Похоже, говорившая его не заметила. Она стояла к Иргилю боком — стройная девушка в простеньком бело-голубом платье, с лукошком в руках. Явно местная, из крестьян.
— Никто не поможет, — грустно повторила она, обращаясь, по-видимому, к ближайшей елке. — Волшебница Кештиора сгинула, даже замка, уже, почитай, лет десять, как нет. А эти, из Ордена, не хотят нашими бедами заниматься. Конечно, у них великие дела, волшебство всякое хитрое, что им за дело до того, что у нас земля не родит, и скотина чахнет, и о прошлом годе ребятишек от поветрия с дюжину перемерло. И ведь ладно бы Пасть Каменная открылась — а то ведь непонятно, с чего. А в другие места перебираться ох, как не хочется. И никто не поможет.

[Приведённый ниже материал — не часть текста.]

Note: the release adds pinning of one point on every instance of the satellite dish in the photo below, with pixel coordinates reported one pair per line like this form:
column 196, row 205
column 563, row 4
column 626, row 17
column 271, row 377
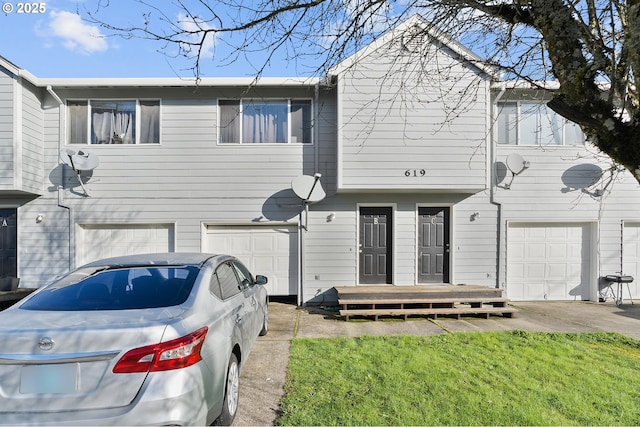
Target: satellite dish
column 79, row 161
column 516, row 163
column 308, row 188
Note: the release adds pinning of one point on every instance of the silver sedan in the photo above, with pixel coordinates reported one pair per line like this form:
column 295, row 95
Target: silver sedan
column 153, row 339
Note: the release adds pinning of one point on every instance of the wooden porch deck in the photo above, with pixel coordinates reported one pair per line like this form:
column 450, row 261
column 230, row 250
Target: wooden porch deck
column 422, row 300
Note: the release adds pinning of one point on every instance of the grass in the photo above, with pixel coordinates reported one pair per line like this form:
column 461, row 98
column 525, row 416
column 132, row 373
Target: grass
column 501, row 378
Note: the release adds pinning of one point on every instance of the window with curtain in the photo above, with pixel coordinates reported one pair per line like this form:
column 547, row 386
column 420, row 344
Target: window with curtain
column 251, row 121
column 527, row 123
column 113, row 122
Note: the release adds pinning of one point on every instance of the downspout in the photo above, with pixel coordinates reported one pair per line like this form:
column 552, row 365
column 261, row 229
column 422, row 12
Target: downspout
column 302, row 228
column 61, row 187
column 492, row 185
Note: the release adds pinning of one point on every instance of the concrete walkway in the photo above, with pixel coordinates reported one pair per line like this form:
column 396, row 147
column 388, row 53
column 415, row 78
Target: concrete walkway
column 264, row 375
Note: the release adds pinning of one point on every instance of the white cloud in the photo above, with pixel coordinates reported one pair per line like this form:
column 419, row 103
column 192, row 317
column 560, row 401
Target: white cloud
column 197, row 28
column 76, row 35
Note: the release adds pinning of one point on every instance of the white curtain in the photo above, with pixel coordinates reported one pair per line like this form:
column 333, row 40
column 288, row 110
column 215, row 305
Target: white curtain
column 123, row 128
column 102, row 127
column 265, row 122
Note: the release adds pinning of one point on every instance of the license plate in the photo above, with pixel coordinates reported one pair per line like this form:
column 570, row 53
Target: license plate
column 54, row 378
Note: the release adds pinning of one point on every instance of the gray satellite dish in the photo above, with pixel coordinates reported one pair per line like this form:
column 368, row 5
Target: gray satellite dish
column 308, row 188
column 516, row 163
column 79, row 161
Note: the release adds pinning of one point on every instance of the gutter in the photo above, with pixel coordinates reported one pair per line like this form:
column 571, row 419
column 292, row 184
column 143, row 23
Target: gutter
column 61, row 187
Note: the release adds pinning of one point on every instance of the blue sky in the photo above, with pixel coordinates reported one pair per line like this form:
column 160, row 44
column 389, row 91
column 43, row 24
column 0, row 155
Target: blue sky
column 52, row 40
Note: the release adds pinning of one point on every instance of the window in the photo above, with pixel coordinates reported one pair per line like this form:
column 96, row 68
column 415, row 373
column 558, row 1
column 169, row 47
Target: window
column 521, row 123
column 113, row 122
column 264, row 121
column 229, row 285
column 132, row 288
column 243, row 275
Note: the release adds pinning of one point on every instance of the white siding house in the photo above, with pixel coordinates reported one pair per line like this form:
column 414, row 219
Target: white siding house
column 434, row 172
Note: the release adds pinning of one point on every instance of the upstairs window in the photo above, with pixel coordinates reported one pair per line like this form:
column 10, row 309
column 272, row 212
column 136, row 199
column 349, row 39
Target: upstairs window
column 253, row 121
column 113, row 122
column 521, row 123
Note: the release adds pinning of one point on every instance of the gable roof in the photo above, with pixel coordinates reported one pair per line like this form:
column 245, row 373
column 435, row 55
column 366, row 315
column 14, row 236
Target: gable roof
column 157, row 81
column 425, row 27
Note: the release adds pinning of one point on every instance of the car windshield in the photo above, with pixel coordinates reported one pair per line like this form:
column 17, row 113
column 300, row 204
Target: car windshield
column 116, row 289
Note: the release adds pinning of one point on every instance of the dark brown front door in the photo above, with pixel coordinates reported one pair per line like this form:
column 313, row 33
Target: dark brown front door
column 433, row 245
column 8, row 243
column 375, row 245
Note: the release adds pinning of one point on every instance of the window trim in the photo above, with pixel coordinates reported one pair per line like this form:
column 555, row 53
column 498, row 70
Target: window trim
column 566, row 123
column 289, row 102
column 138, row 112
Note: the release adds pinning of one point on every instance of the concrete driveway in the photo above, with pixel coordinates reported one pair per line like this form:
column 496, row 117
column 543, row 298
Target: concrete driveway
column 264, row 375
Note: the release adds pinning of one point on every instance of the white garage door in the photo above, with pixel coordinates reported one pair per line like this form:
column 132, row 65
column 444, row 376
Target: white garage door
column 548, row 261
column 267, row 250
column 631, row 259
column 96, row 241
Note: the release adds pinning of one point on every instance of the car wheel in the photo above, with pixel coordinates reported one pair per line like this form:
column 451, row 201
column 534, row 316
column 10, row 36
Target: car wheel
column 265, row 322
column 231, row 394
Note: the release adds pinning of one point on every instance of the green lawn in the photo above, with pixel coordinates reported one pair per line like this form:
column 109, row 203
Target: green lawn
column 502, row 378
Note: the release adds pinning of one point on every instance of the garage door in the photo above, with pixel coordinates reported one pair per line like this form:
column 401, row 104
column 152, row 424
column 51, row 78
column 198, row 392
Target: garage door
column 96, row 241
column 548, row 261
column 267, row 250
column 631, row 258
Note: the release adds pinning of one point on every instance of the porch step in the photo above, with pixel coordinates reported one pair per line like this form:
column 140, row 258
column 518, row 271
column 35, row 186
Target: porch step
column 432, row 301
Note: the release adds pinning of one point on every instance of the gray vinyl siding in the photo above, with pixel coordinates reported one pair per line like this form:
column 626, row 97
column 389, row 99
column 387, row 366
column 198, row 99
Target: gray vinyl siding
column 549, row 192
column 187, row 180
column 32, row 139
column 7, row 100
column 395, row 119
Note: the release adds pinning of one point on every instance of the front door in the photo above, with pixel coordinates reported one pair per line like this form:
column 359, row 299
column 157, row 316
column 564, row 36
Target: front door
column 433, row 245
column 8, row 243
column 375, row 245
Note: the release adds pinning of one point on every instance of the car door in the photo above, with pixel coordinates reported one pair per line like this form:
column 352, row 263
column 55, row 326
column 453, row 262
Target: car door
column 241, row 308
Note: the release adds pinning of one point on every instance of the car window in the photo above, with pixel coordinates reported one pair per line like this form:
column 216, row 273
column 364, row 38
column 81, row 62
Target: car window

— Я помогу, — тихо сказал Иргиль, и девушка, подскочив от неожиданности, уставилась на него испуганными синими глазищами.
— Я помогу, — спокойно добавил юноша. — Чему ты так удивляешься? Ты же сама сказала, что вам нужен волшебник. Вот, я волшебник и есть. К вам пришел.
— Т-ты… — девушка неловко прижала к груди лукошко, — Ты откуда взялся-то здесь? Ровно с неба свалился.
— С неба, — Иргиль усмехнулся и покачал головой. — Что ж, можно сказать и так. Как зовут-то тебя?
— Лирни.
— Ну, что ж, Лирни, веди, показывай, что тут у вас не так. Будем разбираться.
* * *
— Как ты назовешь свой замок, Иргиль-волшебник? — спросил старейшина.
Они стояли на вершине холма, наблюдая, как ложатся на свои места первые камни кладки. Возводить достойное жилище для нового волшебника собрались мужчины с нескольких сел. Дело того стоило: не прошло и двух лет, как наладилась жизнь в округе, словно молодой колдун принес с собою удачу. А коли так, надо волшебнику уважение всяческое оказать, замок построить, чтобы он насовсем остался.
— У этого места уже есть имя, — ответил юноша и улыбнулся чему-то. — Арнамагелль.